I don't need friends.
Really? Gosh, I thought you were a genius.
----From the movie Powder
I dig things like that. I actually own an Ace of Base CD. I have an Eeyore stuffed animal on top of my CPU to my right, and a bendable Jack Skellington dangling from a lamp to my left. On top of my wardrobe closet I have a sign with the symbol for a pawn shop that fell from its fixture on Magazine Street. I have cheap paper lanterns in each corner of my room: yellow, pink and orange. I still tape things to my walls instead of buying frames. I still consider Christmas lights cheap and applicable home decoration.

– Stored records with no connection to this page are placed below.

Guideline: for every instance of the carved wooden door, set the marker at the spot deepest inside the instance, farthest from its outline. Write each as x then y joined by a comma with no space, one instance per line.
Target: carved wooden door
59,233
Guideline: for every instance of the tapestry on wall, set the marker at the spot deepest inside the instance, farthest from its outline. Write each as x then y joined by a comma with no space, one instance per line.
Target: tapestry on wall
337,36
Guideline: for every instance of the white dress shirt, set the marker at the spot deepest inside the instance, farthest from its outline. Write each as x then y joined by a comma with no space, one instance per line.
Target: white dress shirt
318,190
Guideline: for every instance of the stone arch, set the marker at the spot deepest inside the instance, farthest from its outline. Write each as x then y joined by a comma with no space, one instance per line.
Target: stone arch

I have sentimental cubby holes in my heart for the cheesiest of things, and I am aware that they are not always of the highest caliber. I know that lots of people have more dignified tastes and that my existance, by comparison, could be viewed as base, old fashioned or downright cheesy. I remember the words of my old college pal, Zombie, as we drove off to swim in the lake behind Randolph Macon's Women's College, the only survivor's of an all nighter. He was this smarmy Cuban with a head of kinky brown hair and long nails. He looked like a troll with a handful of redeeming qualities that would learn if you were only brave enough to coax him out from under the bridge where he was hiding. He was a death metal freak, and he loved to air drum. We were driving in his mother's station wagon and he put in the first Jane's Addiction CD, amazed that, like himself, I knew all the lyrics. He turned to me and asked, "Do I look like the kind of guy who owns every single B-52's album ever put out?" No, I thought, far from it.
I own DJ Jazzy Jeff and the Fresh Prince's first album, the one with Parents Just Don't Understand on it. My favorite video game is Galaga, because I despise video games that make me think. I reminisce about One Day At A Time and the Hubba Bubba cowboy commercials, about Tinkerbell cosmetics and the royal blue muscle shirt I owned when I was 9 that had a glittery iron on of Michael Jackson on it. For Halloween, I dressed up as Madonna that year. I was a pop child, true to the end, until I discovered the movie Pump Up The Volume. I curled my bangs in that awful frozen claw look (our rural high school in Delaware was WAY behind the times), for goodness' sake. I was cheesy, almost, out of the womb.
And still I am proud. From atop my milk crate, I salute you, fellow cheese heads. You are not alone.